As businesses and other organizations undergo digital transformation, they’re faced with a growing tsunami of data that is at once incredibly valuable and increasingly burdensome to collect, process and analyze. New tools and methodologies are needed to manage the vast quantity of data being collected, to mine it for insights and to act on those insights when they’re discovered.
Getting to know AI/ML and why it matters for bussiness?
Artificial intelligence (AI) is a branch of computer science that deals with the creation of intelligent agents, which are systems that can reason, learn, and act autonomously. AI research has been highly successful in developing effective techniques for solving a wide range of problems, from game playing to medical diagnosis.
Machine learning (ML) is a subfield of AI that focuses on the development of algorithms that can learn from data. ML algorithms can be used to make predictions, identify patterns, and make decisions without being explicitly programmed. ML has become an essential tool for many industries, including finance, healthcare, and manufacturing.
Some of the key differences between AI and ML are:
- Scope: AI is a broader field that encompasses ML, as well as other techniques such as expert systems and natural language processing.
- Learning method: AI systems can be programmed with explicit rules, while ML systems learn from data.
- Adaptability: AI systems are typically less adaptable than ML systems, as they are more reliant on pre-programmed rules.

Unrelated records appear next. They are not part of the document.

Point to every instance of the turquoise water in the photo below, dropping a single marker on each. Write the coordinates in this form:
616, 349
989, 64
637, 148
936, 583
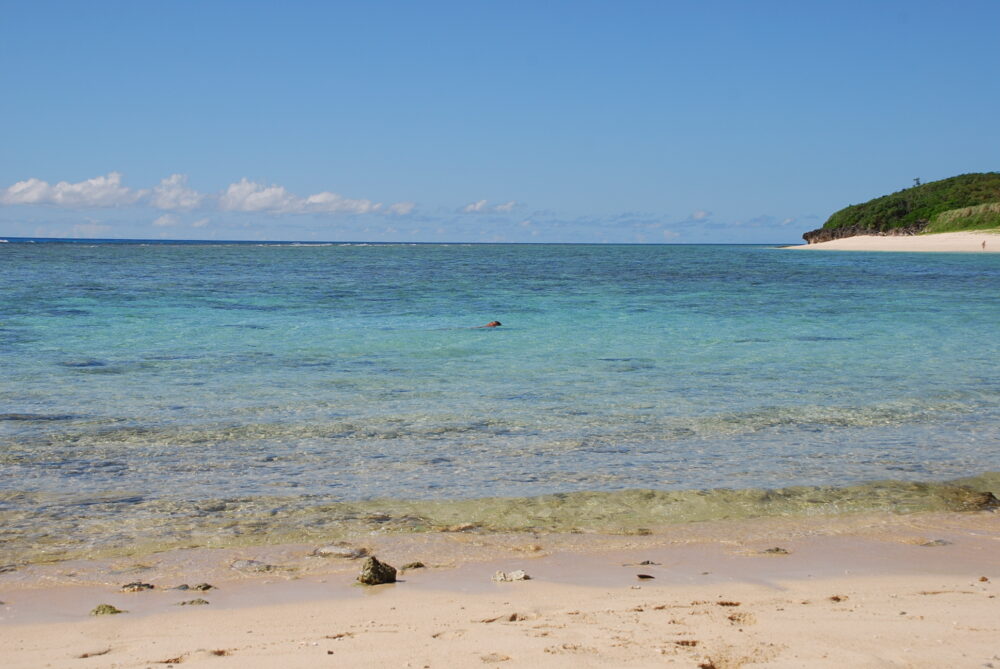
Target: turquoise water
140, 380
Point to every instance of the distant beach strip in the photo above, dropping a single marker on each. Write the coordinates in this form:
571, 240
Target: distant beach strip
978, 241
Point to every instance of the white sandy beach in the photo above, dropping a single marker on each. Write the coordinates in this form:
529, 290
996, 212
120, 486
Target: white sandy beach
945, 242
861, 591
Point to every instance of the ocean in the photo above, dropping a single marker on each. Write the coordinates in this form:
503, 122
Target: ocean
155, 395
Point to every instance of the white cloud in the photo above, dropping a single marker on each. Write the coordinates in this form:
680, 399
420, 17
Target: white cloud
88, 230
328, 202
250, 196
173, 193
166, 220
106, 191
402, 208
481, 206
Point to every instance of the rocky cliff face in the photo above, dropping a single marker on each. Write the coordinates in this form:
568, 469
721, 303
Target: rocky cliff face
829, 234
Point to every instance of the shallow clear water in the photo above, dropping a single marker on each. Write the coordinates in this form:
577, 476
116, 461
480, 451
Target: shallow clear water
161, 376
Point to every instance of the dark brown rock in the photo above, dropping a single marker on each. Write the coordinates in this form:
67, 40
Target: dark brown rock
375, 572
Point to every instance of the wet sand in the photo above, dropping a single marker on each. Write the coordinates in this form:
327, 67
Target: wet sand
867, 590
945, 242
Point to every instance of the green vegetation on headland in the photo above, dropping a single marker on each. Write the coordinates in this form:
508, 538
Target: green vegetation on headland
965, 202
982, 217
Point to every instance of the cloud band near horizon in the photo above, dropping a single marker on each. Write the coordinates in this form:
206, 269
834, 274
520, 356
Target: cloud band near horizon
174, 194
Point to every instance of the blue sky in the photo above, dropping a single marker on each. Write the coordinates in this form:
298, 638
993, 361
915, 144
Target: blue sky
674, 122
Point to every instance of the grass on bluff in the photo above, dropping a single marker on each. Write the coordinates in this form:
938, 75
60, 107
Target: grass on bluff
980, 217
923, 203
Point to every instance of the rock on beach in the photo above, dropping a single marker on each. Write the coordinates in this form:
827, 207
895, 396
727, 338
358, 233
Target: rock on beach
375, 572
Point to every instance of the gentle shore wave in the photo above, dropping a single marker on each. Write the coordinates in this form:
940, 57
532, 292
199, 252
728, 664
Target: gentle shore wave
44, 527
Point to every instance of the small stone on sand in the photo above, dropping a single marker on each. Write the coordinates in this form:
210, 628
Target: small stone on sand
507, 577
375, 572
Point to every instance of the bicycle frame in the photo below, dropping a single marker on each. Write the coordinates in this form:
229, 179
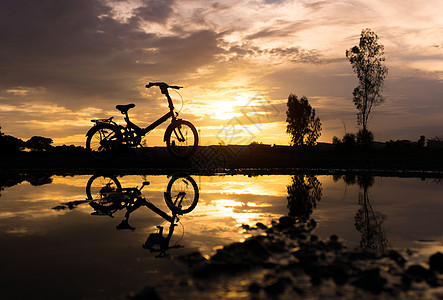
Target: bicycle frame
106, 137
143, 131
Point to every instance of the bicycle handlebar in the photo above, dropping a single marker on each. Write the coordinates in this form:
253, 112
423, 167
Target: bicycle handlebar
163, 85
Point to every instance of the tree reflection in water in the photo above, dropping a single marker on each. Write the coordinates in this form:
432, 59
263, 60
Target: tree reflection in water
303, 194
367, 221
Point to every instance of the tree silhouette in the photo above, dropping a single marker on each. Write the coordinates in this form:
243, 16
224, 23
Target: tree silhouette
367, 62
303, 195
9, 144
367, 221
303, 127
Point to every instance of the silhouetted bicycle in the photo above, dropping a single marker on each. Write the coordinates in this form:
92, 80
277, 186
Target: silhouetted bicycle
107, 194
106, 137
106, 197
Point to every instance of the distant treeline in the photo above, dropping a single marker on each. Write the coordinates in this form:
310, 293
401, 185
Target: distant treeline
11, 144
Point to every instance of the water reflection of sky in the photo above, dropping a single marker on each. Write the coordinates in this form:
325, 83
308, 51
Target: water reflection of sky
72, 247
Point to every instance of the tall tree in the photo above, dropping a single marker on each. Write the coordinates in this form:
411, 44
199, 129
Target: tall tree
367, 61
303, 127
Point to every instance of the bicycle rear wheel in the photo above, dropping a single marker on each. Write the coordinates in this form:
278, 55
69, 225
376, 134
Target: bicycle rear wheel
103, 142
100, 187
181, 138
181, 194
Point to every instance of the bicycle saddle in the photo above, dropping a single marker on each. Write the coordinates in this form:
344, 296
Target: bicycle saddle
124, 108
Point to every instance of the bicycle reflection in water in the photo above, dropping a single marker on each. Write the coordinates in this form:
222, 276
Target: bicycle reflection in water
106, 196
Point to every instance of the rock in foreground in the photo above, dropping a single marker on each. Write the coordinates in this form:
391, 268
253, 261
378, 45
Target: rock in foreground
286, 261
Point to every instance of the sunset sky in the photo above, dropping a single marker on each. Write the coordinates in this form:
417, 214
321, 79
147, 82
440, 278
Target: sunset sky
63, 63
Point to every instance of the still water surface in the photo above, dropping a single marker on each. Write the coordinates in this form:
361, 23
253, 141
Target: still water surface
49, 253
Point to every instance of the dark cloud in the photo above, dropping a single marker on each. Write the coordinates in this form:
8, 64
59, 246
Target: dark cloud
156, 11
79, 54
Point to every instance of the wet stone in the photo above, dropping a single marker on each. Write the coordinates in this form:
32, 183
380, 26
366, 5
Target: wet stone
436, 262
276, 285
370, 280
419, 273
254, 288
261, 226
397, 257
192, 259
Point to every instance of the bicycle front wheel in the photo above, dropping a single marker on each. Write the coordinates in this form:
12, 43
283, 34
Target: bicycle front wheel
103, 142
181, 138
181, 194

Here are some examples of how AI and ML are being used today:
- Fraud detection: AI and ML are being used to detect fraudulent activity in credit card transactions and other financial data.

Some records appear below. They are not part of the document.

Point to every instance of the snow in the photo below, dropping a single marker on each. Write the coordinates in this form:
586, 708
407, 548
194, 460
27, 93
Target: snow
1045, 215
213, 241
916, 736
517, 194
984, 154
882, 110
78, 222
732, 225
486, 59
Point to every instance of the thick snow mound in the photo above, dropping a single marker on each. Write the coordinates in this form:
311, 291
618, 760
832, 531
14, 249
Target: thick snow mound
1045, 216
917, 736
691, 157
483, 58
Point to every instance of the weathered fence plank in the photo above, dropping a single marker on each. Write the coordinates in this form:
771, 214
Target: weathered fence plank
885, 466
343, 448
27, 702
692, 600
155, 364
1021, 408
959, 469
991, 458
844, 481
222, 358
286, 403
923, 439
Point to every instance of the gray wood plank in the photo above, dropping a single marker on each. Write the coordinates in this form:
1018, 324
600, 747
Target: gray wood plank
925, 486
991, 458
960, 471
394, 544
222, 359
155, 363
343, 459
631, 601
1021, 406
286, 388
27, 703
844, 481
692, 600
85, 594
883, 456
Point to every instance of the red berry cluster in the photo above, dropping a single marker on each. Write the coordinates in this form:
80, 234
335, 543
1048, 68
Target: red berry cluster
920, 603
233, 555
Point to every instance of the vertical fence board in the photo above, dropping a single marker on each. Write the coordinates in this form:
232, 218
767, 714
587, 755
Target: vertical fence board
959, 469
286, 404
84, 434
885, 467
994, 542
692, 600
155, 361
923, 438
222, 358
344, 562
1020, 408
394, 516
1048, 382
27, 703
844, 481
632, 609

- Medical diagnosis: AI and ML are being used to develop algorithms that can help doctors diagnose diseases more accurately.
- Recommendation systems: AI and ML are being used to develop recommendation systems that suggest products or services that users are likely to be interested in.
The difference between machine learning and AI is that machine learning represents one of – but not the only – precursors to creating a narrow AI. Specifically, machine learning is the best and fastest way to create a narrow AI model for the purpose of categorizing data, detecting fraud, recognizing images, or making predictions about the future.
The future of AI and ML is full of potential. These technologies have the ability to revolutionize many aspects of our lives, from the way we work to the way we interact with the world around us.